Humans have scoured the skies for clues of Intelligent civilizations elsewhere in the universe. And we’ve come up empty-handed. Not a single thing. So perhaps we shouldn’t be so focused on life, but rather on any kind of life. Sure, a little bacterium isn’t as exciting as trading stories with faraway aliens, but indicators of non-Intelligent life in our galaxy may be far more prevalent and easier to uncover. On Earth, life, including sentient life, evolved.
Our planet, on the other hand, shouldn’t be particularly noteworthy; it’s simply another random world in the cosmos. So, if Intelligent life exists here, it must be fairly frequent — common enough for humans to see it. So, where has everyone gone? This is the central argument in the iconic Fermi paradox, which has fueled the quest for extraterrestrial intelligence (SETI). At first glance, it appears to be self-evident that we are not alone in the cosmos, and that if we look closely enough, we will find proof of intelligence.

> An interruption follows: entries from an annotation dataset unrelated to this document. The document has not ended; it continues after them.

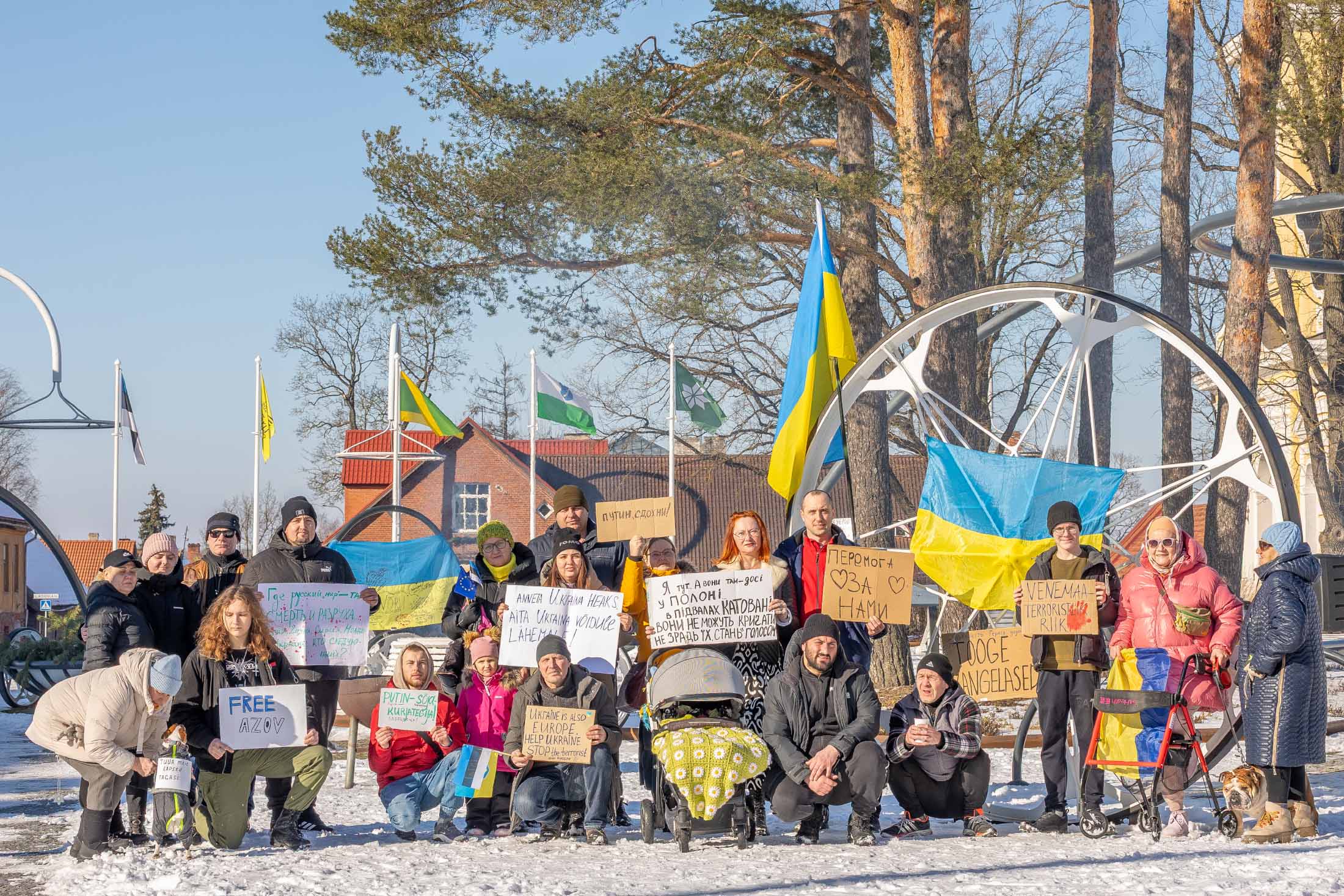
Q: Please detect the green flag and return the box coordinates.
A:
[676,362,725,432]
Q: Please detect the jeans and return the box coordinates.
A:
[378,749,462,830]
[513,743,616,830]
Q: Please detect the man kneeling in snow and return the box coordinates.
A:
[883,653,999,837]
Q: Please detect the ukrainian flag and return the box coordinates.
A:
[767,200,859,501]
[910,438,1125,610]
[327,534,462,632]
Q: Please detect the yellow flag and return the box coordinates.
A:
[261,376,276,461]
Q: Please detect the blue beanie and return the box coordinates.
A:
[1261,520,1302,556]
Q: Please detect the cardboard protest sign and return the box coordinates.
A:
[378,688,438,730]
[821,544,915,625]
[500,585,621,674]
[1021,579,1101,635]
[593,498,676,541]
[258,583,368,666]
[644,567,780,649]
[943,627,1036,701]
[219,685,308,749]
[523,707,597,766]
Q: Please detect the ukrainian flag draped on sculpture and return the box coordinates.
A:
[767,200,859,501]
[328,534,462,632]
[910,438,1125,610]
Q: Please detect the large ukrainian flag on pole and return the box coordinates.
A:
[910,438,1125,610]
[767,199,859,501]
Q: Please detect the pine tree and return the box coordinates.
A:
[136,483,172,543]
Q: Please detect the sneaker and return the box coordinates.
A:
[961,809,999,837]
[882,813,933,840]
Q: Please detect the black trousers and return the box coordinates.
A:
[1036,669,1103,811]
[766,740,887,821]
[887,749,989,818]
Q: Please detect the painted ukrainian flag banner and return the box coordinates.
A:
[766,200,859,501]
[910,438,1125,610]
[327,534,462,632]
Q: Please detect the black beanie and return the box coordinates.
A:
[802,613,840,641]
[536,634,570,662]
[1046,501,1083,532]
[915,653,952,687]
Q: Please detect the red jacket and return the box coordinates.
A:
[368,681,466,790]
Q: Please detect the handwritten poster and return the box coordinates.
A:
[644,568,780,649]
[258,583,368,666]
[523,707,597,766]
[1020,579,1101,635]
[500,585,621,674]
[821,544,915,625]
[219,685,308,749]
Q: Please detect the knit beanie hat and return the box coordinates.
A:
[1046,501,1083,532]
[149,653,181,697]
[802,613,840,642]
[476,520,513,551]
[538,634,570,662]
[553,485,587,512]
[915,653,952,687]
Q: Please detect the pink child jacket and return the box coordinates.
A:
[457,671,517,774]
[1110,532,1242,709]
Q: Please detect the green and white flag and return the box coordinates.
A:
[536,366,597,435]
[676,362,725,432]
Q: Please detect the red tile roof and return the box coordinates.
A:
[60,539,136,588]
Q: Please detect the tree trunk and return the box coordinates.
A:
[832,0,914,689]
[1158,0,1195,532]
[1078,0,1120,466]
[1205,0,1282,594]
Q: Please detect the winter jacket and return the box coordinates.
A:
[181,551,247,610]
[1017,544,1120,672]
[170,650,317,775]
[1110,532,1242,709]
[527,520,630,591]
[239,530,378,681]
[26,647,172,776]
[140,558,206,660]
[457,669,517,774]
[1242,544,1326,766]
[368,641,466,790]
[761,635,882,784]
[774,525,891,669]
[887,681,981,781]
[83,581,155,672]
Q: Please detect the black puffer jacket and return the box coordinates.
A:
[1242,544,1328,767]
[83,581,155,672]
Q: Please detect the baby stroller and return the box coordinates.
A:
[1078,653,1236,840]
[640,647,769,853]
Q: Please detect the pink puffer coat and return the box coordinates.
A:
[1110,532,1242,709]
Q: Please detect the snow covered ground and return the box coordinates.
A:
[0,715,1344,896]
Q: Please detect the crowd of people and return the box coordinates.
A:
[28,486,1326,858]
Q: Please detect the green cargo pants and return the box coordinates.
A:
[196,747,332,849]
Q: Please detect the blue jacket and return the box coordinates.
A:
[774,525,891,672]
[1241,544,1326,767]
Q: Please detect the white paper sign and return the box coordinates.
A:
[500,585,621,674]
[219,685,308,749]
[378,688,438,730]
[644,568,780,649]
[260,581,368,666]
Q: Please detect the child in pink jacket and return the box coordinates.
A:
[457,628,522,837]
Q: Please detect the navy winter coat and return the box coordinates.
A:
[1242,544,1326,767]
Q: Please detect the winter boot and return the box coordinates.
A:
[1242,803,1295,843]
[1288,799,1320,837]
[270,809,312,850]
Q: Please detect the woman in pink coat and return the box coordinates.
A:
[1110,516,1242,837]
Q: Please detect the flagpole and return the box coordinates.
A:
[251,355,261,556]
[112,359,121,551]
[527,348,536,540]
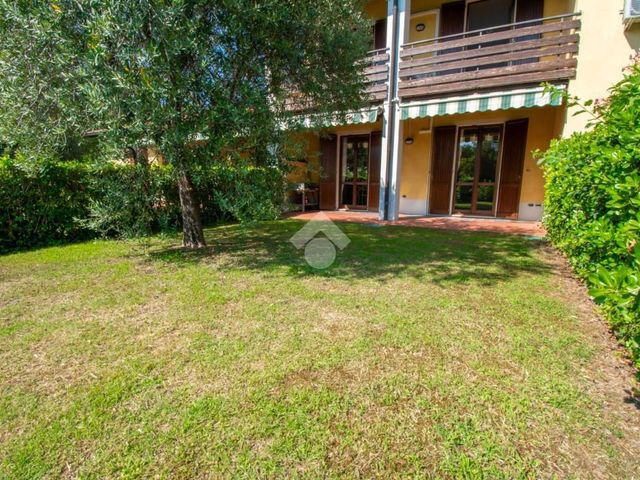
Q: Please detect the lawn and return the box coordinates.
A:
[0,220,640,479]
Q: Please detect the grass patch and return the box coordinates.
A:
[0,221,638,478]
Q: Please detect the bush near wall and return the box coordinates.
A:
[541,64,640,366]
[0,157,284,251]
[0,157,91,251]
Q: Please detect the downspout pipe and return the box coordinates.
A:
[384,0,400,220]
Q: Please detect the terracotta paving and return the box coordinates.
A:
[287,210,546,237]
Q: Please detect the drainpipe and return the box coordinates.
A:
[384,0,400,220]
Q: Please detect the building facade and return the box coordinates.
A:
[292,0,640,220]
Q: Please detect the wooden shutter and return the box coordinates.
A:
[496,118,529,218]
[369,132,382,212]
[373,18,387,50]
[429,126,456,215]
[440,0,466,37]
[320,135,338,210]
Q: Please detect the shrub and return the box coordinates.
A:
[194,163,285,222]
[541,64,640,366]
[0,157,90,251]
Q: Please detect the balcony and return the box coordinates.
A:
[398,14,580,100]
[285,48,390,112]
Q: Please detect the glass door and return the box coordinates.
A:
[340,135,369,209]
[453,126,502,215]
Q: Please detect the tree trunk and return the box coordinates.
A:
[178,169,207,248]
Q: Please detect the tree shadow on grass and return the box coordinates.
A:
[140,220,550,284]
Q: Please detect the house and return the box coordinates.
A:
[296,0,640,221]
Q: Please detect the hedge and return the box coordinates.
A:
[0,157,284,251]
[540,64,640,366]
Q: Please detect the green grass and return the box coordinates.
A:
[0,221,639,479]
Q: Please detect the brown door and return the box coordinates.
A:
[496,118,529,218]
[373,18,387,50]
[516,0,544,22]
[369,132,382,212]
[340,135,370,210]
[453,125,502,216]
[320,135,338,210]
[429,126,456,215]
[440,0,466,37]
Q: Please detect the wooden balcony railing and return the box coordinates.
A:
[286,49,389,112]
[364,48,389,102]
[398,14,580,98]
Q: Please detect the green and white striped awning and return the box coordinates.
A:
[292,107,379,128]
[400,87,564,120]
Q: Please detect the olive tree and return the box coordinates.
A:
[0,0,370,248]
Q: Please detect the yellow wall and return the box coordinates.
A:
[400,107,563,213]
[364,0,387,20]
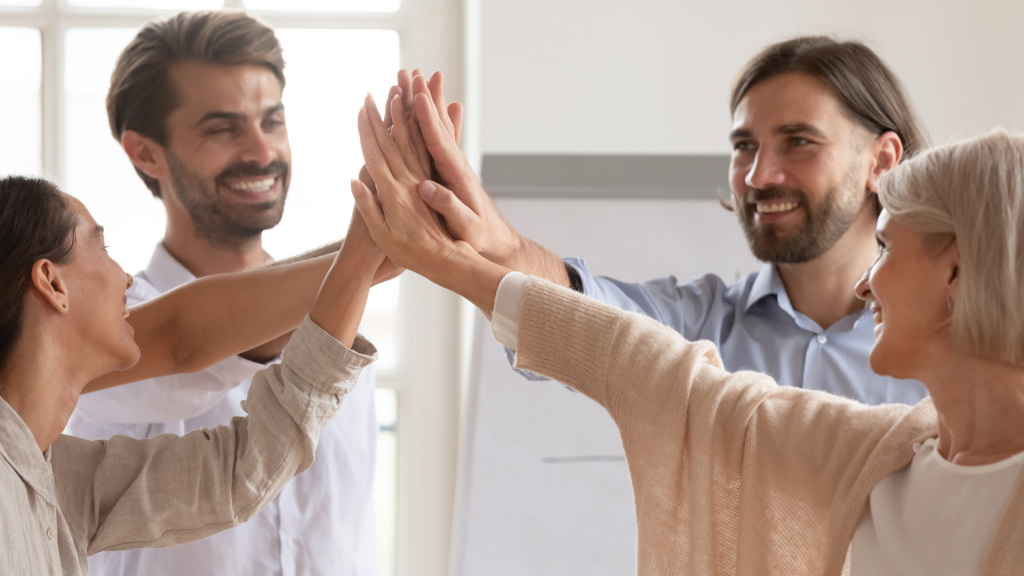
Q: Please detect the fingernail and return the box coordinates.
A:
[420,180,437,200]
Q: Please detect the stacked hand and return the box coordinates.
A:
[352,74,508,310]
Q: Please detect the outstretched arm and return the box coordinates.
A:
[84,224,395,393]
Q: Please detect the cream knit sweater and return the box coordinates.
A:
[516,279,1024,576]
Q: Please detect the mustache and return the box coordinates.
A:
[215,160,288,184]
[743,187,807,204]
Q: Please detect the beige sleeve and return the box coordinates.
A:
[51,316,376,554]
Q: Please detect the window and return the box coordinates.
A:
[0,0,461,576]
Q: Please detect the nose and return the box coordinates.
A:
[743,147,785,190]
[853,264,874,302]
[241,126,273,166]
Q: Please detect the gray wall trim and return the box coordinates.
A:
[481,154,729,200]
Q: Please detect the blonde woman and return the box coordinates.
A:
[352,94,1024,576]
[0,176,391,575]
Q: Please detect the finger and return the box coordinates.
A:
[364,92,409,181]
[449,102,463,143]
[350,180,387,235]
[384,86,401,128]
[416,180,479,240]
[357,107,395,199]
[399,69,413,111]
[409,115,431,177]
[390,95,426,180]
[359,164,377,194]
[427,72,447,129]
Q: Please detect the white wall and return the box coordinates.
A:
[475,0,1024,154]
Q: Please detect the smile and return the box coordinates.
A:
[225,176,278,194]
[756,201,800,214]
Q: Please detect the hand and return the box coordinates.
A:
[396,72,522,265]
[352,96,509,313]
[358,69,411,192]
[352,95,457,278]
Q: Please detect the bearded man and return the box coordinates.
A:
[407,37,928,405]
[70,11,387,576]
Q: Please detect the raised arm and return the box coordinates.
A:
[52,207,384,554]
[84,233,397,393]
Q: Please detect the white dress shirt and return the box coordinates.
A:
[69,244,378,576]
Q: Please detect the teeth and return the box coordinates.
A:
[228,176,275,192]
[757,202,798,214]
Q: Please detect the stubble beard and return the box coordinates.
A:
[736,163,863,264]
[167,150,288,248]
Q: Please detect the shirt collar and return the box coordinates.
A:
[0,399,56,503]
[142,242,196,293]
[743,262,868,334]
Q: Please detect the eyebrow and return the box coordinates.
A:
[196,102,285,126]
[729,122,825,140]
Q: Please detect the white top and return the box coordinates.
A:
[69,244,378,576]
[852,439,1024,576]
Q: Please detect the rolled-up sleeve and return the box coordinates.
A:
[52,317,376,554]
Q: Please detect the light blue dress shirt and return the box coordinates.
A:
[512,258,928,405]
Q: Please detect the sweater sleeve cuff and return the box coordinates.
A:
[282,315,377,389]
[490,272,529,349]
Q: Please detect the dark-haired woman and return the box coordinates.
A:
[0,177,385,574]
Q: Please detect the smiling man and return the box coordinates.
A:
[418,37,927,404]
[70,11,377,576]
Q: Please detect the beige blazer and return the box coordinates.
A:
[516,279,1024,576]
[0,317,376,576]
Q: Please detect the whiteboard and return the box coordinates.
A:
[452,157,760,576]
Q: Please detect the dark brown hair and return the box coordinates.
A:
[0,176,78,369]
[106,10,285,198]
[729,36,928,160]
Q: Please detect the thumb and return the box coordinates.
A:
[417,180,479,244]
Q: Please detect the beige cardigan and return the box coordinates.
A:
[0,316,376,576]
[516,279,1024,576]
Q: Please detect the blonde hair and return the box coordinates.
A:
[879,130,1024,366]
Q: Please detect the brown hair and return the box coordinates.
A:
[106,10,285,198]
[0,176,78,369]
[729,36,928,160]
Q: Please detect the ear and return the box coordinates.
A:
[121,130,167,180]
[946,238,961,302]
[32,258,69,314]
[867,131,903,192]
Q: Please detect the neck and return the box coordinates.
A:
[0,327,92,452]
[776,207,878,329]
[927,352,1024,466]
[164,210,270,278]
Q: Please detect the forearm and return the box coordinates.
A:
[260,239,345,268]
[488,235,570,287]
[309,237,382,346]
[85,255,334,392]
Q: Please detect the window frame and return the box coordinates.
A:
[0,0,465,576]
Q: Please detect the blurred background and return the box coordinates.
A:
[0,0,1024,576]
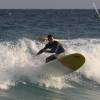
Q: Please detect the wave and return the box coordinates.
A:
[0,38,100,89]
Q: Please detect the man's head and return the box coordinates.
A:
[48,34,53,43]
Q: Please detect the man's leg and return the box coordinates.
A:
[46,55,56,63]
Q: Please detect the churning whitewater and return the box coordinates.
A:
[0,38,100,89]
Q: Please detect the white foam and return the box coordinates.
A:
[0,38,100,88]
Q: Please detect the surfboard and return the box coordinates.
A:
[39,53,85,76]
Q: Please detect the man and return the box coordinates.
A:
[37,35,65,62]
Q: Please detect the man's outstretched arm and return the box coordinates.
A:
[36,48,45,56]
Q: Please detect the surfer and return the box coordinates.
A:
[36,35,65,62]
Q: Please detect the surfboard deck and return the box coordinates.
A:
[38,53,85,77]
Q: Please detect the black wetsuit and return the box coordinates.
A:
[44,41,65,62]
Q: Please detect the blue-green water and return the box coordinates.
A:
[0,10,100,100]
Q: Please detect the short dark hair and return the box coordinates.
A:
[48,34,53,39]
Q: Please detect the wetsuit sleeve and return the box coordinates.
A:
[36,44,48,56]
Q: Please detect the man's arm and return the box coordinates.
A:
[36,44,47,56]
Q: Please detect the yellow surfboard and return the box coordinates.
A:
[38,53,85,77]
[58,53,85,70]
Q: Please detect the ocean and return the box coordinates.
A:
[0,9,100,100]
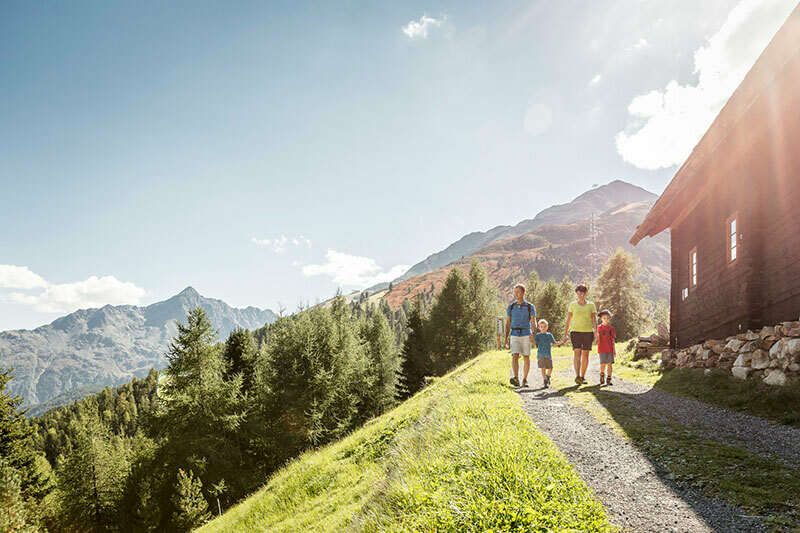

Maybe aliens are broadcasting radio signals for us to hear. Maybe they’re just blaring the radio in general and we chance to hear it. Perhaps they’ve left relics in the solar system to keep an eye on us or simply to observe us. Perhaps they’ll embark on massive engineering projects, such as encasing their star in a swarm of solar panels. Alternatively, they may just have fun and infect their star with heavy metals to proclaim their presence.
However, after more than half a century of SETI, we haven’t discovered anything. There are no radio signals. There are no artefacts. There will be no mega-engineering. We have found no evidence of sentient life in our galaxy, or even in the cosmos, despite over a hundred serious searches. Because Intelligent beings are capable of truly making their existence known, SETI assumes that life should be easier to detect than non-Intelligent life.